O corpora o mores

Selected n-grams from the Royal Navy logbooks.

One of the fun and useful tools Google have provided for us is an n-gram viewer. N-gram is a ugly but short term meaning a phrase containing n words: so ‘rain’ is a 1-gram, ‘clear sky’ a 2-gram, and ‘overcast with squalls, hail, thunder and lightning’ a 7-gram. Google’s tool shows us how common selected phrases are, and how their use has changed over time – I’ve found intriguing results with meteorological instruments, and ship details, for example.

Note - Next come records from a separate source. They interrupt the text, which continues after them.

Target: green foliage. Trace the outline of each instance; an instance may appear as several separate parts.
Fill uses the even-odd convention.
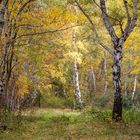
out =
[[[66,115],[55,116],[51,118],[51,121],[57,125],[68,125],[70,123],[70,117]]]
[[[91,115],[93,119],[105,122],[112,121],[112,112],[110,110],[101,110],[95,107],[91,109]]]
[[[96,105],[100,106],[100,107],[105,107],[108,103],[109,103],[109,96],[108,95],[104,95],[98,99],[96,99]]]
[[[140,124],[140,109],[131,108],[123,111],[123,120],[126,124],[136,123]]]
[[[44,96],[42,106],[48,108],[72,108],[73,107],[73,97],[62,98],[54,95]]]

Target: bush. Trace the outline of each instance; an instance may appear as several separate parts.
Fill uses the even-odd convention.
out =
[[[124,110],[123,120],[125,123],[140,124],[140,109],[132,107],[131,109]]]
[[[91,115],[92,115],[93,119],[96,119],[99,121],[111,122],[111,120],[112,120],[112,111],[111,110],[101,110],[98,108],[92,108]]]
[[[107,95],[102,96],[99,99],[96,99],[96,105],[100,107],[105,107],[109,102],[109,97]]]
[[[61,116],[56,116],[51,118],[51,122],[56,123],[56,124],[61,124],[61,125],[68,125],[70,123],[70,117],[61,115]]]
[[[50,108],[72,108],[73,98],[62,98],[54,95],[44,96],[41,106]]]

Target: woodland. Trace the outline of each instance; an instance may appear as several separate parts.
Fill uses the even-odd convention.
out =
[[[0,140],[140,140],[140,0],[0,0]]]

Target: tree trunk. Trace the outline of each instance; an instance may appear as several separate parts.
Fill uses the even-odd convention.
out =
[[[108,81],[107,81],[107,52],[104,51],[104,94],[107,92],[107,87],[108,87]]]
[[[81,92],[79,87],[79,78],[78,78],[78,68],[77,68],[77,58],[74,59],[74,95],[76,98],[76,103],[78,103],[80,110],[83,109],[83,103],[81,100]]]
[[[134,100],[134,96],[135,96],[135,92],[136,92],[137,78],[138,78],[138,76],[135,75],[135,77],[134,77],[134,87],[133,87],[133,92],[132,92],[132,101]]]
[[[115,121],[122,119],[121,61],[122,47],[115,47],[113,64],[114,105],[112,114],[112,119]]]
[[[2,35],[2,31],[4,27],[4,14],[5,14],[8,0],[2,0],[1,2],[2,3],[1,3],[1,9],[0,9],[0,36]]]

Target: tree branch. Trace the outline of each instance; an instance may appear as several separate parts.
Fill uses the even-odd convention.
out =
[[[85,15],[85,17],[88,19],[88,21],[90,22],[91,24],[91,29],[92,31],[95,33],[95,36],[96,36],[96,41],[100,44],[100,46],[102,46],[105,50],[107,50],[112,56],[114,56],[113,54],[113,51],[108,48],[100,39],[99,39],[99,36],[98,36],[98,33],[97,33],[97,30],[95,28],[95,25],[93,24],[91,18],[89,17],[89,15],[84,11],[84,9],[81,7],[81,5],[78,3],[78,1],[75,1],[77,6],[79,7],[79,9],[81,10],[81,12]]]
[[[113,26],[111,25],[110,21],[109,21],[109,17],[107,14],[107,10],[106,10],[106,2],[105,0],[100,0],[100,7],[101,7],[101,11],[102,11],[102,17],[103,17],[103,21],[105,23],[106,29],[109,32],[109,35],[112,39],[112,42],[114,44],[114,46],[117,46],[117,42],[118,42],[118,37],[114,31]]]

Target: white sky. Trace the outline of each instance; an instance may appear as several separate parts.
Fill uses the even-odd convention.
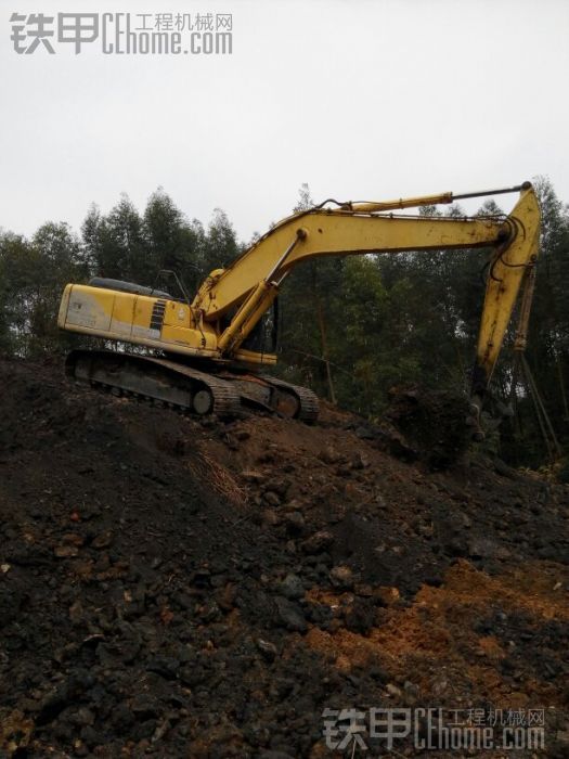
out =
[[[233,54],[17,55],[13,11],[232,13]],[[568,40],[567,0],[0,0],[0,227],[78,229],[158,185],[243,240],[301,182],[379,201],[540,173],[569,201]]]

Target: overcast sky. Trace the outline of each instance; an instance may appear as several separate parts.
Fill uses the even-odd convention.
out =
[[[161,185],[242,240],[315,201],[547,175],[569,201],[567,0],[0,0],[0,227],[79,229]],[[231,55],[16,54],[10,16],[231,13]],[[150,17],[147,17],[147,22]],[[189,31],[182,31],[184,43]],[[26,44],[29,43],[29,39]],[[505,209],[508,200],[501,200]],[[512,203],[514,198],[512,198]]]

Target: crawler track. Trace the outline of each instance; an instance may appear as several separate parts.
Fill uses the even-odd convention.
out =
[[[107,350],[74,350],[67,376],[117,394],[163,402],[191,413],[231,416],[244,407],[307,422],[318,417],[318,398],[306,387],[275,377],[203,372],[168,359]]]

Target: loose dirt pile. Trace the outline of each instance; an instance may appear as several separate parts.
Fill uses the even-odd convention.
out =
[[[545,709],[568,755],[567,486],[332,409],[0,388],[0,757],[316,759],[324,709],[371,707]]]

How common is the word ‘barometer’? begs the question ‘how common in what?’ – English newspapers?, Canadian novels?, Spanish poetry?. The block of words used for the search is called a corpus, and Google offers several to choose from; but we don’t have to use any of them, because we have made our own. We actually have two corpuses corpora to choose from: one from the Royal Navy WW1 logs, and a second from the US Arctic logs we are working on now. We don’t have a convenient web tool, but we can still search out the common words and phrases.

In the RN logs the most common 1-gram (word) is ‘to’, but if we disqualify ‘to’, ‘in’, ‘and’, ‘but’ and the like, the top 10 are ‘sick’, ‘ship’, ‘HMS’, ‘list’, ‘proceeded’, ‘hands’, ‘discharged’, ‘joined’, ‘arrived’ and ‘left’ – almost enough in themselves to give a sense of the naval language. Looking at popular longer phrases gives an even better picture: ‘joined ship’, ‘weighed and proceeded’, ‘hands employed cleaning ship’, ‘came to with port anchor’; all the way up to the likes of ‘Ship in dockyard hands for refit. Ship’s company employed as required on board and accommodated in sailors home’.

The US Arctic logs are much more variable, and we have not yet accumulated a really large corpus, but we can still find the popular n-grams, and they are quite different. The top 10 words are ‘ice’, ‘drift’, ‘lead’, ‘indicated’, ‘line’, ‘being’, ‘ship’, ‘large’, ‘slight’, and ‘pack’, and we can clearly detect a very desirable obsession with the sea-ice. Longer phrases include: ‘lead line’, ‘a slight drift’, ‘indicated by the lead’, ‘inches in thickness formed over sounding hole since noon yesterday’.